AMP shareholders revolted last year after it was revealed Mr Pahari was promoted to lead AMP Capital despite being fined $250,000 for harassing a female subordinate.
ISS proxy adviser Vas Kolesnikoff says Boe Pahari has “paid a price” for his misconduct and the bigger problem was almost $4 million in retention payments.Credit:James Brickwood JSB
Political and investor pressure over the board’s handling of the matter escalated and eventually caused Mr Pahari to be demoted, while chair David Murray and director John Fraser resigned.
ISS head of research Vas Kolesnikoff said Mr Pahari had “paid a price” and the $937,724 bonus, disclosed in AMP’s annual report on Wednesday, was paid for his work overseeing the infrastructure portfolio.
“At the end of the day, does someone get crucified for their behaviour?” Mr Kolesnikoff said. “He’s certainly paid a price. He’s lost the top job.
“The question now is what happens internally at AMP? Can he have the confidence of the people working for him? He’s effectively been named and shamed. It’s out there. It’s up to the AMP management and the next CEO of AMP Capital to assess his performance going forward.”
More than 67 per cent of AMP’s shareholders voted against the wealth giant’s remuneration report last year, after it reported a $2.5 billion loss for the financial year.
AMP has since tried to fend off a second strike, that would prompt a motion to spill the board, by cutting bonuses and freezing wages ahead of its annual general meeting scheduled for April 30.
AMP’s remuneration committee chair Michael Sammells said the group had spent the past year engaging with shareholders to make a number of key changes to its remuneration framework, including reducing the chair’s fee from $850,000 to $660,000.
AMP also undershot on financial performance, with net profit after tax “significantly below plan” at $295 million, which fed into the decision to withhold bonuses.
Mr Kolesnikoff said AMP’s share price was at “historic lows” and there would likely be investor push-back over the use of $3.98 million in retention payments.
Mr Sammells said the decision to award retention payments had “not been made lightly” but staff needed to be rewarded for the increased workload resulting from AMP’s assets sale announced in September.
“This position was exacerbated through a series of executive departures which disrupted business operations, leaving those remaining critical to stabilising the business,” Mr Sammells said.

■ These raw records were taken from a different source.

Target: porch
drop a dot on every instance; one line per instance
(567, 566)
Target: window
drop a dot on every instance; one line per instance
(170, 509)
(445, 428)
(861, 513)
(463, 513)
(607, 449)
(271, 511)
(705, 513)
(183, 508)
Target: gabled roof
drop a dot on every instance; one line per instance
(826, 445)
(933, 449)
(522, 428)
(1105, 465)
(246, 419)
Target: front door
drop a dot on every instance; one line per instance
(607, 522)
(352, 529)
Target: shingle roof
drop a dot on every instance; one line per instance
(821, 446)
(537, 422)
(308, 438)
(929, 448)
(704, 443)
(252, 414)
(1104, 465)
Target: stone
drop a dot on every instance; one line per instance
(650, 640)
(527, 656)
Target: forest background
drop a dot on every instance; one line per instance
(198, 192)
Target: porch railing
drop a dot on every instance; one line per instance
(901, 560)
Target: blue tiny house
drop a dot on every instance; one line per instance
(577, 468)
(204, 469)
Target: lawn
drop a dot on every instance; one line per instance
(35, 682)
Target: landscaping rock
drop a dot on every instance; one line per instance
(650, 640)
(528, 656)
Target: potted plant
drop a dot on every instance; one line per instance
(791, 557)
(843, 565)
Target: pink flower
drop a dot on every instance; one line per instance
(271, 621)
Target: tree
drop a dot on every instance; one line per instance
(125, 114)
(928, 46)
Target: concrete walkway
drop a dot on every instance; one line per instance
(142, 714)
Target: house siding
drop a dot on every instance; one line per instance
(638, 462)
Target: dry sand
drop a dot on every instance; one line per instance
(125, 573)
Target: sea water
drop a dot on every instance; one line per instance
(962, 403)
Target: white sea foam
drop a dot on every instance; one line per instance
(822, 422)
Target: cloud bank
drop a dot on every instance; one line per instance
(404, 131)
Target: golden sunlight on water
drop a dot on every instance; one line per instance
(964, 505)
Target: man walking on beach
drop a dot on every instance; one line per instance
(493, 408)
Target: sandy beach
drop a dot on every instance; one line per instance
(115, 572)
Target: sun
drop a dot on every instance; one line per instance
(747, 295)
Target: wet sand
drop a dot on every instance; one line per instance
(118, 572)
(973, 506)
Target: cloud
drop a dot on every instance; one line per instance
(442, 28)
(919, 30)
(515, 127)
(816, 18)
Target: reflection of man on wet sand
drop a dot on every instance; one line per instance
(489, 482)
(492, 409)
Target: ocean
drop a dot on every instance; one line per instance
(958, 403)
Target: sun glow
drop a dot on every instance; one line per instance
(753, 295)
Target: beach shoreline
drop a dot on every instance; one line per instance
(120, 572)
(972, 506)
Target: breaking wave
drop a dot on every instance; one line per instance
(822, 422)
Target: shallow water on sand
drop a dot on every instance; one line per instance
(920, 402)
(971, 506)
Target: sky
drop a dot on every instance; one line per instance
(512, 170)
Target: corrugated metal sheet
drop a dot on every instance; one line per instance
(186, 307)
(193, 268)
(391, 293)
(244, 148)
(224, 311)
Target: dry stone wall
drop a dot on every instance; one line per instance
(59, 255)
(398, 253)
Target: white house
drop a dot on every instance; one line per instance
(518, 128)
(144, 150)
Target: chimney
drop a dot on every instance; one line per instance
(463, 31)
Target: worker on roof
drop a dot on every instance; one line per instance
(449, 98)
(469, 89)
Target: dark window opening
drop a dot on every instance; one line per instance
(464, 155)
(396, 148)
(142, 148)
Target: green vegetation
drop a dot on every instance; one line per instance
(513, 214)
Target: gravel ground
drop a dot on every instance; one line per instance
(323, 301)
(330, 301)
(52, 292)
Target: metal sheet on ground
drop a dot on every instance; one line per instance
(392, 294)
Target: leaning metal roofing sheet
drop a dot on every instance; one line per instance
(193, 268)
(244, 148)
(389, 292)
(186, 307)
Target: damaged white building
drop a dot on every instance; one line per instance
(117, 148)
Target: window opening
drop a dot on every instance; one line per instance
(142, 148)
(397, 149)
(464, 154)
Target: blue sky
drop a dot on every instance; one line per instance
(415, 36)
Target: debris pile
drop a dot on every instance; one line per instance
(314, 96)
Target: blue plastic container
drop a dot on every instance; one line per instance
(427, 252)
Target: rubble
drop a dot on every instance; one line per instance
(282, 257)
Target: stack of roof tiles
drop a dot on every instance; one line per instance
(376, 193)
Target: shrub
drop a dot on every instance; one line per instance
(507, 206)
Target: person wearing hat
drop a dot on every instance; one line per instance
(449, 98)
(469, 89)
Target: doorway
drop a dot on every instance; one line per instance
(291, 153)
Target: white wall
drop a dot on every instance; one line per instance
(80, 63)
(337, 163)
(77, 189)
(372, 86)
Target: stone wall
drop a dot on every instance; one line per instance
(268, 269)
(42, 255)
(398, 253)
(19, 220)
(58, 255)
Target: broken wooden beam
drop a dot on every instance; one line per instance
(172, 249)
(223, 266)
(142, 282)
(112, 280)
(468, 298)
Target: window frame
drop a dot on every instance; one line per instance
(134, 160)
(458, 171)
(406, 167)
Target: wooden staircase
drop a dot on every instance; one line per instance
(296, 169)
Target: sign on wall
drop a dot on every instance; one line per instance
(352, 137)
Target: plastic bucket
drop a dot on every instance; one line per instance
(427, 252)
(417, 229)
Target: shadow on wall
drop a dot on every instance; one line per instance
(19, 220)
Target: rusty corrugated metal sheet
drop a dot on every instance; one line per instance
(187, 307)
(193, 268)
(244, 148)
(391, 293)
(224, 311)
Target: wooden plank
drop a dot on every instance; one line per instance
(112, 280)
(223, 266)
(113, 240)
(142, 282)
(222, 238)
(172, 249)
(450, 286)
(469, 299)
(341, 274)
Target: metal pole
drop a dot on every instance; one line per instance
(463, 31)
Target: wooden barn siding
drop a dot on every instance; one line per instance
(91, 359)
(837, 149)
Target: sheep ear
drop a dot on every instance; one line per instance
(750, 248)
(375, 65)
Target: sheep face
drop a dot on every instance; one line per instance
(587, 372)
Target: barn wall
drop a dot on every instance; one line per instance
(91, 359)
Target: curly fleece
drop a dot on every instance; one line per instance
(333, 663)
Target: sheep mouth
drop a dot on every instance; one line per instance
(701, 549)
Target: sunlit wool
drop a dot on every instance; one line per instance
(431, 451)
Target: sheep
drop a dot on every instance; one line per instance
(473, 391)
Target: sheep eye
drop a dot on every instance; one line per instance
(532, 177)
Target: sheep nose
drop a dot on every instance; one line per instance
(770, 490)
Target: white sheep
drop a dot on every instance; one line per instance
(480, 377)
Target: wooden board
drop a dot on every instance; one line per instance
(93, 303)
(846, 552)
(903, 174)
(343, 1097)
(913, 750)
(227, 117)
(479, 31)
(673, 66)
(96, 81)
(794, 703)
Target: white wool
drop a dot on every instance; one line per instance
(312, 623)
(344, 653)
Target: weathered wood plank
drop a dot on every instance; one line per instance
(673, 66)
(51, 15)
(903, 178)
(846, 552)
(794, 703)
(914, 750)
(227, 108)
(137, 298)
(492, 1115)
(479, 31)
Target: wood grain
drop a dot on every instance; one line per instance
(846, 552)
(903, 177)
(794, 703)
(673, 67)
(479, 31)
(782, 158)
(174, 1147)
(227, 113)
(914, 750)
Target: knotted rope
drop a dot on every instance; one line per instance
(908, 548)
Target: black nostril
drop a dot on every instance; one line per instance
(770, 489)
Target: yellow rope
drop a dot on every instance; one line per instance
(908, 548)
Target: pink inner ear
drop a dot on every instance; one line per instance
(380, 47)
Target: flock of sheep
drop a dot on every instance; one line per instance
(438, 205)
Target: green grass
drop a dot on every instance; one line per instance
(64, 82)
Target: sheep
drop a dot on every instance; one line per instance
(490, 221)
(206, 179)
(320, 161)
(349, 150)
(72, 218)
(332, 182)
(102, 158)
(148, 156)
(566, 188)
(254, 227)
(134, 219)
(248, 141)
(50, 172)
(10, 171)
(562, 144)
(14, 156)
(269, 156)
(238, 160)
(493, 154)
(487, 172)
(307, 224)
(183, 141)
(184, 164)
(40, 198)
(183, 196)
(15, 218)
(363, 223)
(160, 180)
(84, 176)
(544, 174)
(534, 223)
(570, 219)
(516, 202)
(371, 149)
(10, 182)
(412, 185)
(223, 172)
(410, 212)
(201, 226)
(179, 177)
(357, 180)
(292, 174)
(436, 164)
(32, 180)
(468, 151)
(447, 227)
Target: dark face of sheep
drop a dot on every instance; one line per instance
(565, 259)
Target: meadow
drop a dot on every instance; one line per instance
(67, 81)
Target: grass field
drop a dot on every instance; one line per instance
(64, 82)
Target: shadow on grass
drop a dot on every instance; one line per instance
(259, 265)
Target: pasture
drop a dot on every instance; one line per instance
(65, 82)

Mr Kolesnikoff said retention payments allowed staff to be paid bonuses without meeting performance hurdles, and historically shareholders had pushed back against this form of remuneration.
“So you’re basically saying we’re not making the money that’s needed for shareholders to get the bonuses,” he said. “Retention payments are essentially bonuses.
“Retentions are something that, from a corporate governance perspective, a lot of investors will query and have problems with.”
“The board is happy to pay retention payments. Many shareholders don’t accept it. There will be a showdown somewhere,” Mr Kolesnikoff said.
AMP’s share price fell by 0.34 per cent to $1.46 per share on Wednesday.